George Mason University

News at Mason

February 2012 Accolades

January 31, 2012

Accolades is a monthly column that recognizes the latest achievements of Mason faculty and staff members.

The next Accolades column will be published on Thursday, March 1. The deadline for submissions is Thursday, Feb. 23.


David C. Atkins, Auxiliary Enterprises, was selected to receive the International Collegiate Licensing Association (ICLA) Membership Initiative Stipend Award. Atkins will attend the ICLA Winter Symposium at Salt Lake City in March.

Mark Craft, Technology Systems Division, Information Technology Unit (ITU), was named the January 2012 ITU Employee of the Month.  

Raechel Hester, University Career Services, was elected to a Directorate board position for the Commission for Career Development within the American College Personnel Association (ACPA). She will begin her three-year term this spring at the 2012 ACPA convention.

Christine Y. Cruzvergara, University Career Services, is the new chair for the Commission for Career Development within ACPA and will serve for two years. She has served on the Directorate board for the past three years.

Dan Waxman, Auxiliary Services, wrote an article, “Planting Seeds of Sustainability,” which was published in the winter 2011 College Services Magazine.

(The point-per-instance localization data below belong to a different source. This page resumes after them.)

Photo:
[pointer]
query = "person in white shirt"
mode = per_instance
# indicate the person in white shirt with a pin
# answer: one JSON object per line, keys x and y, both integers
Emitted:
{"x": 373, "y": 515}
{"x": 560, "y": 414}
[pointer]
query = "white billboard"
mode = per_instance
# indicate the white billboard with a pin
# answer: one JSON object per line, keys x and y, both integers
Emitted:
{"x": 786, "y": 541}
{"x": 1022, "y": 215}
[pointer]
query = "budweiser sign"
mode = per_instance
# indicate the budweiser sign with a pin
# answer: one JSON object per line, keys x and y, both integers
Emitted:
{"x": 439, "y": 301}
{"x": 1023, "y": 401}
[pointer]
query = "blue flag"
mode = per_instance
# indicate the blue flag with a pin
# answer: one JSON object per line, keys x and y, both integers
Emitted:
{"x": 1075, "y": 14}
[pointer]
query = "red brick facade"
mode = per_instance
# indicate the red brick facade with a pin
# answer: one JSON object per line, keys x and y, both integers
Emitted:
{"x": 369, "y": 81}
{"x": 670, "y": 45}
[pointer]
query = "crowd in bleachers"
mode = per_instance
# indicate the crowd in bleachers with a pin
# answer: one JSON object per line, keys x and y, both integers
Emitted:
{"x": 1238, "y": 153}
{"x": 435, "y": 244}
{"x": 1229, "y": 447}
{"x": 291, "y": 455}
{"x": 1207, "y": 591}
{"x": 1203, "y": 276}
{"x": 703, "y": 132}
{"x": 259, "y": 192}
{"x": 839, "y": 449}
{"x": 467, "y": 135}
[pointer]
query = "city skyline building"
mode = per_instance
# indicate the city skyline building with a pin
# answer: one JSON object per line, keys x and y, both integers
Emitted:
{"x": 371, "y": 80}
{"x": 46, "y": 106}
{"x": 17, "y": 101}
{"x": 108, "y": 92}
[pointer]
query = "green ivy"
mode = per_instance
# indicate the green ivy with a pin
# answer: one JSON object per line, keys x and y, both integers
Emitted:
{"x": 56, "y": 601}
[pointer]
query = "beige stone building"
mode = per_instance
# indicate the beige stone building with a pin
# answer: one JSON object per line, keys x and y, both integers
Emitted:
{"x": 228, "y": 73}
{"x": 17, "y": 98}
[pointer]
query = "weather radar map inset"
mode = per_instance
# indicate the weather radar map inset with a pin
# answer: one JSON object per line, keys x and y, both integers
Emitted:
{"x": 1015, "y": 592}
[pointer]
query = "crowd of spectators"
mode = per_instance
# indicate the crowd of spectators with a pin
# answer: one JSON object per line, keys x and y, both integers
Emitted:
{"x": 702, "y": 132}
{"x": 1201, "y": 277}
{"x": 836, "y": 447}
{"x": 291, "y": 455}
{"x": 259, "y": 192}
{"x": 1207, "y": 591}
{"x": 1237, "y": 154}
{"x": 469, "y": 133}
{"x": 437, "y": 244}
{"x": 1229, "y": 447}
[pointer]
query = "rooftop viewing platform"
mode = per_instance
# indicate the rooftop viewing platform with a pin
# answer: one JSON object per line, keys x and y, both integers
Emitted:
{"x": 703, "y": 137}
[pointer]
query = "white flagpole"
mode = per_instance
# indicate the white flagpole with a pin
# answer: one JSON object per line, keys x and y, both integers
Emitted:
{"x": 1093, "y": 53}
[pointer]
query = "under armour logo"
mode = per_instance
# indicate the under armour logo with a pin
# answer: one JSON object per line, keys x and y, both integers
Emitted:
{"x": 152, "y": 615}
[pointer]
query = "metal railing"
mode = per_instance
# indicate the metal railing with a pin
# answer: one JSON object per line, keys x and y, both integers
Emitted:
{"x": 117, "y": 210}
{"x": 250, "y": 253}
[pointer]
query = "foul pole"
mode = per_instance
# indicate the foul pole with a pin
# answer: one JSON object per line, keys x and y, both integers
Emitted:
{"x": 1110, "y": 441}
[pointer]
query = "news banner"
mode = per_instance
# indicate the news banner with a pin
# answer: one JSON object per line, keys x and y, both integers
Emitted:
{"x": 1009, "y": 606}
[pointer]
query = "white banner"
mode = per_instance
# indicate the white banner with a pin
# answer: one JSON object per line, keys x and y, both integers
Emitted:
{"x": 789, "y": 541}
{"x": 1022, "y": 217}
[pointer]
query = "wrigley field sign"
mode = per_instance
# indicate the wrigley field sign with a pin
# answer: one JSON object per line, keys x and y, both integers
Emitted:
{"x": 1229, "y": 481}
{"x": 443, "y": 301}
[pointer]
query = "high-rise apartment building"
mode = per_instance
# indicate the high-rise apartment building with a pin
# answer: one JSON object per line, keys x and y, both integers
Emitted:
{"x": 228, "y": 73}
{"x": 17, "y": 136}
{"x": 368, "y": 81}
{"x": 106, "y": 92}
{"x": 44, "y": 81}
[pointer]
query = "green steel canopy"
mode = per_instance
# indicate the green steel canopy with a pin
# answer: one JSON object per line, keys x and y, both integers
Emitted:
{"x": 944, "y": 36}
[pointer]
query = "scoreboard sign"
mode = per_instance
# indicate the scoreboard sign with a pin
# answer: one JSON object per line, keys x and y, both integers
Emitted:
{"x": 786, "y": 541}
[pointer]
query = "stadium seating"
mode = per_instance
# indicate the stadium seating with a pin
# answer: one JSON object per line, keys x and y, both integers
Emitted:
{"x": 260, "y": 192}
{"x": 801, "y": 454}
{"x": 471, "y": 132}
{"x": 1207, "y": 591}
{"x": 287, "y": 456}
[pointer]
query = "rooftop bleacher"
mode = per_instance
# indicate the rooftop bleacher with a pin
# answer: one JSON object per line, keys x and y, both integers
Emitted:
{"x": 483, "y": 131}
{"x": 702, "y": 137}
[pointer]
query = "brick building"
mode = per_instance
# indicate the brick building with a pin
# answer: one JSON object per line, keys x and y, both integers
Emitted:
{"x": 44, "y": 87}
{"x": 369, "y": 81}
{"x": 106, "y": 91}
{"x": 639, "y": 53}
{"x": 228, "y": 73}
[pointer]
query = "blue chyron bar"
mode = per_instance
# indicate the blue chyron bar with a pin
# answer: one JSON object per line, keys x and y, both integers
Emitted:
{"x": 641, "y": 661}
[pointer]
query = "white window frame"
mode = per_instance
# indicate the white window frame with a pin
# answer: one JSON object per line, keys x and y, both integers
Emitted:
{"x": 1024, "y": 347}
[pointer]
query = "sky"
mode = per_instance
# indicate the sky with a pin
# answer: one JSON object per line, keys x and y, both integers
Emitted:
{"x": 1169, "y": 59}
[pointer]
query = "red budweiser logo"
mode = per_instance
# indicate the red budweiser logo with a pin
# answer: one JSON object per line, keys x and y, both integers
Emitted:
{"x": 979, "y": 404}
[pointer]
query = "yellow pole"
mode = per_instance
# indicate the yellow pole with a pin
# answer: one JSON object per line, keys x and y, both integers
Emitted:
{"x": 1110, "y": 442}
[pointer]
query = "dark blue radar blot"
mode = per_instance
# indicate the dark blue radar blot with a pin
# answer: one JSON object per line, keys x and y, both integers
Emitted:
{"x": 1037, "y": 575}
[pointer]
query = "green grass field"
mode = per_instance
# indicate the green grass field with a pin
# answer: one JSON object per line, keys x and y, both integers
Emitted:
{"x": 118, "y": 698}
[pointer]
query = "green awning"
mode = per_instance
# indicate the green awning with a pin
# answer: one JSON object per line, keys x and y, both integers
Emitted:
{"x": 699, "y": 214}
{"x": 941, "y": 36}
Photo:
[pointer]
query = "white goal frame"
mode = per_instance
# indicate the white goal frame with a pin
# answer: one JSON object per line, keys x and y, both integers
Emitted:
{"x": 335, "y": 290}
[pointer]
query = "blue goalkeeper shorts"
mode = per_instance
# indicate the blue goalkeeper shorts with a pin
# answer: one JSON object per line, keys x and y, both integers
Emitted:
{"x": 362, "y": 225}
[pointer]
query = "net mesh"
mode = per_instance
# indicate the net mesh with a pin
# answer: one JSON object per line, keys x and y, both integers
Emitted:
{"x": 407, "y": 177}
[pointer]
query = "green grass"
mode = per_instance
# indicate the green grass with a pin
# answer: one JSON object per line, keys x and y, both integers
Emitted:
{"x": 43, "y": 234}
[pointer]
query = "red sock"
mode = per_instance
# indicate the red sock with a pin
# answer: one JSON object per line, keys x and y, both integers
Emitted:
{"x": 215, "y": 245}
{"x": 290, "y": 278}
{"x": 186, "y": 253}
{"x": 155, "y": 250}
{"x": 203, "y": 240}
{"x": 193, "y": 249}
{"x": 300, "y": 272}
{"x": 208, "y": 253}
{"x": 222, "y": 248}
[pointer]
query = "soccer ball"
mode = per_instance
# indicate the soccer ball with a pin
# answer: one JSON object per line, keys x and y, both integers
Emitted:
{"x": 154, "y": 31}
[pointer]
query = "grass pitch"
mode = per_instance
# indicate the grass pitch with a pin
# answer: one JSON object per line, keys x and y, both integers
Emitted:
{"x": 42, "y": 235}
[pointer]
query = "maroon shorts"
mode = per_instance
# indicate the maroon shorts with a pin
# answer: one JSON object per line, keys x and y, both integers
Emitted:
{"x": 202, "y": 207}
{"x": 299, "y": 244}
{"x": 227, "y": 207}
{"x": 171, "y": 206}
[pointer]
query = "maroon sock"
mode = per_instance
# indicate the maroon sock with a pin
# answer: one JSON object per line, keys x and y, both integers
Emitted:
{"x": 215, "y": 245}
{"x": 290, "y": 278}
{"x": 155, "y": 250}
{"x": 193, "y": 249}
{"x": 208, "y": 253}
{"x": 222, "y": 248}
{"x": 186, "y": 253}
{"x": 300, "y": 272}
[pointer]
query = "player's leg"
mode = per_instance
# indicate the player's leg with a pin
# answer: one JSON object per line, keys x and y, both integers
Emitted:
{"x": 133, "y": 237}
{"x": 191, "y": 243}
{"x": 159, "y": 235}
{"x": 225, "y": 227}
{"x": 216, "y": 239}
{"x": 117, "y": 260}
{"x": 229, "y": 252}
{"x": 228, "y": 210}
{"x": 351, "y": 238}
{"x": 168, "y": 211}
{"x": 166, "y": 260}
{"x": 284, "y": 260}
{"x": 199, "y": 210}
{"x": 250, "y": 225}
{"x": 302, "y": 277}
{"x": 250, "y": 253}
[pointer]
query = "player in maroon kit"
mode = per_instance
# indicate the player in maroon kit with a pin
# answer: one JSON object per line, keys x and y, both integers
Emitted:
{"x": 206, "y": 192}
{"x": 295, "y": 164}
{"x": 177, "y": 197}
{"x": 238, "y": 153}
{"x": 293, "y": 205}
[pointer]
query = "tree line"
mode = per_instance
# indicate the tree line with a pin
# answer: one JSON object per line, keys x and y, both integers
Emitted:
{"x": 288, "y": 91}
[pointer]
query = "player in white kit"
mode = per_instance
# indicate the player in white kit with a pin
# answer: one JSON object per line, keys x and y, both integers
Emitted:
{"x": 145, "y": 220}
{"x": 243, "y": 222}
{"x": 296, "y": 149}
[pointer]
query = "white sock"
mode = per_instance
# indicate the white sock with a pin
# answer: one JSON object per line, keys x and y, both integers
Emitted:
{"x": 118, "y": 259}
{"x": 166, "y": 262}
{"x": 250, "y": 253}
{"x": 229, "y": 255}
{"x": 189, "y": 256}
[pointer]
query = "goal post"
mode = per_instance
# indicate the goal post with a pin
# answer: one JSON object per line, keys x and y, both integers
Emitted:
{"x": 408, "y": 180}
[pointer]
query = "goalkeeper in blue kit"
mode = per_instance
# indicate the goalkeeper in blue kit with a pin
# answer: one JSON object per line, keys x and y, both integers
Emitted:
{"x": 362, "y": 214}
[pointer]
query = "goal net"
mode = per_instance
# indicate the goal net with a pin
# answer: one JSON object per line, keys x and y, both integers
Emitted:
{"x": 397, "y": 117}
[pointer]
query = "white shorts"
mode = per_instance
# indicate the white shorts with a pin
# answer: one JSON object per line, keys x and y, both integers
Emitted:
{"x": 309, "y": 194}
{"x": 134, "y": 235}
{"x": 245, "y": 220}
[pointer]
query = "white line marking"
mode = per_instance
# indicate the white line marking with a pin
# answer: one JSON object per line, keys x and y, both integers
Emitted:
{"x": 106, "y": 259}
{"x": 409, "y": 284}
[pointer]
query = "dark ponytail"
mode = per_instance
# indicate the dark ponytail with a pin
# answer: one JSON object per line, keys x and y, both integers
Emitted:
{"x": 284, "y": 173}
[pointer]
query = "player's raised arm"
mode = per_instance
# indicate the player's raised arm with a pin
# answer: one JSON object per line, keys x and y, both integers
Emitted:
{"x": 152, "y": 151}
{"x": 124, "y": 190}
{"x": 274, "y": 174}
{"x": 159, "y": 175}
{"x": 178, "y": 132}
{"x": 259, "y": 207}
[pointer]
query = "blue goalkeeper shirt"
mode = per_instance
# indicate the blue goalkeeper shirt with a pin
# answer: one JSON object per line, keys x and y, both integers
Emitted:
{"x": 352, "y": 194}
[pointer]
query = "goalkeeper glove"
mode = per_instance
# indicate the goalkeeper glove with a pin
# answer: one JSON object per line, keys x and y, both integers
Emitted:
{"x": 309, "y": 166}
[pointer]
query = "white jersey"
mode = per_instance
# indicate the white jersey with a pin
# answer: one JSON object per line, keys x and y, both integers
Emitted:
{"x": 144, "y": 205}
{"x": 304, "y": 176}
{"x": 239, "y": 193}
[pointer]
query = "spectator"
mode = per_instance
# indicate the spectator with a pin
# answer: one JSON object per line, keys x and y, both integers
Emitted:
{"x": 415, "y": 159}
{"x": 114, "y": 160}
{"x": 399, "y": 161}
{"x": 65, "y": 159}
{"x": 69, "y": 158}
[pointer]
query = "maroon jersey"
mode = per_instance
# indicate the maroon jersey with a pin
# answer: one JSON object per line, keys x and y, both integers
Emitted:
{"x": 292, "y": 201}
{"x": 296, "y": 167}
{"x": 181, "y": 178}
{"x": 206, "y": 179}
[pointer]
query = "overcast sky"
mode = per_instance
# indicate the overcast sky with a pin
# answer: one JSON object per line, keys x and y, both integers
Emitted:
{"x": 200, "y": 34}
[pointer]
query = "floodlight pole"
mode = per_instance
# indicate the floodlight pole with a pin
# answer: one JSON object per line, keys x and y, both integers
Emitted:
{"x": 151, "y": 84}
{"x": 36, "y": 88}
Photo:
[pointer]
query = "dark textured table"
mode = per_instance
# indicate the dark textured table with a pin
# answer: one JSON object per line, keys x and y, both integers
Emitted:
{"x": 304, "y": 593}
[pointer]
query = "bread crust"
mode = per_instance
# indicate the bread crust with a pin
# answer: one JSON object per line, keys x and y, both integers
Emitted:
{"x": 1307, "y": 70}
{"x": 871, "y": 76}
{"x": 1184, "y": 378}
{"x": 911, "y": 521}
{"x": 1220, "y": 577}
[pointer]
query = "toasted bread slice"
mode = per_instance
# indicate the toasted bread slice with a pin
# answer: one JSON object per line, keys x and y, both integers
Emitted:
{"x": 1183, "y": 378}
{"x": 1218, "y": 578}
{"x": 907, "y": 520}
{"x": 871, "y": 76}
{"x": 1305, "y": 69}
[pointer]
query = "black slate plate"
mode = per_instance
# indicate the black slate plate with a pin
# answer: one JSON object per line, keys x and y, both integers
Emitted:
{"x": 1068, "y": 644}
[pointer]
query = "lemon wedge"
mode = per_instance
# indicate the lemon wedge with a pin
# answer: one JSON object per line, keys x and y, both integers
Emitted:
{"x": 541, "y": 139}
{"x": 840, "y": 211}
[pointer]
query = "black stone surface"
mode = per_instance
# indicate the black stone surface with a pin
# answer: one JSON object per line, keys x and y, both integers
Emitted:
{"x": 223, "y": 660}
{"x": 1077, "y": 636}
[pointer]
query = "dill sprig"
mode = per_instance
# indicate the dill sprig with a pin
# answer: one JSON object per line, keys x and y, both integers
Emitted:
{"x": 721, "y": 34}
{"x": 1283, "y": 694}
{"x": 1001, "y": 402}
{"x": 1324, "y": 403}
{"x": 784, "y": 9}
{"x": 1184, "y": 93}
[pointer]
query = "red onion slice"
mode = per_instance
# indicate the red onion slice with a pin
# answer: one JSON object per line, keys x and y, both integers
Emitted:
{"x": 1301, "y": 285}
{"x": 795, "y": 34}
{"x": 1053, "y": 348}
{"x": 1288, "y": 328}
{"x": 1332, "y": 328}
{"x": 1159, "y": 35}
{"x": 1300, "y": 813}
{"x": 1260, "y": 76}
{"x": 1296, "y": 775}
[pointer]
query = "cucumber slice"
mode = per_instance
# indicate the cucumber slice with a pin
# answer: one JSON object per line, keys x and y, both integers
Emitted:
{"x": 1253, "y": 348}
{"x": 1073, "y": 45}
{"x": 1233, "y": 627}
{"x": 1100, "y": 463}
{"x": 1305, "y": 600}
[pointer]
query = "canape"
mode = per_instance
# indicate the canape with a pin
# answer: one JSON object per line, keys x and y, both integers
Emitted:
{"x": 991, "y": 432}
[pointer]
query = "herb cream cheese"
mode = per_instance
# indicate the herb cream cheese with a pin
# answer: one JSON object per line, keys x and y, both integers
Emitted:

The article details the garden project and other activities at the George Mason University Child Development Center.

Stephanie Werhane, Technology Systems Division, Information Technology Unit (ITU), was named the February 2012 ITU Employee of the Month.

College of Education and Human Development

Jatin Ambegaonkar, School of Recreation, Health and Tourism, with co-authors, gave a research poster presentation titled “Development of a Dynamometer Anchoring System for Collection of Maximal Voluntary Isometric Contractions in Biomechanics Research on Dancers.” The presentation was given in October 2011 at the 21st Annual Meeting of the International Association for Dance Medicine and Science in Washington, D.C. This poster won the Best Research Poster Award at the conference.

Fred Bemak, Graduate School of Education, was funded by the Taiwan Ministry of Education as a research visiting scholar. He visited Taiwan during October 2011 to investigate policy, training and practices related to school counseling. While in Taiwan he gave three invited presentations: “Global Perspectives in Counseling and Counseling Psychology” at National Taiwan University; “Counseling in Post-Disaster Situations” at the National University of Kaohsiung; and “New Perspectives on Counseling Immigrants” at Toko University. Bemak and Rita Chi-Ying Chung, Graduate School of Education, were invited keynote speakers at the Turkish Psychological Counseling and Guidance Association National Student Congress in Erzurum, Turkey, in July 2011. Their keynote speech was titled “The Counseling Field: Global Perspectives on Contemporary Trends and Practices.” Bemak and Chung gave an invited presentation in July 2011 at Eges University in Izmir, Turkey. Their presentation was titled “Culturally Responsive Post-Disaster Counseling: The Disaster Cross-Cultural Counseling (DCCC) Model.” They also gave a presentation in July 2011 at the 12th Annual European Congress of Psychology in Istanbul, Turkey. The presentation was titled “Integrating Human Rights and Social Justice with Diversity in Psychology Education and Training: Multiculturalism, Immigration, Trafficking and the U.N.”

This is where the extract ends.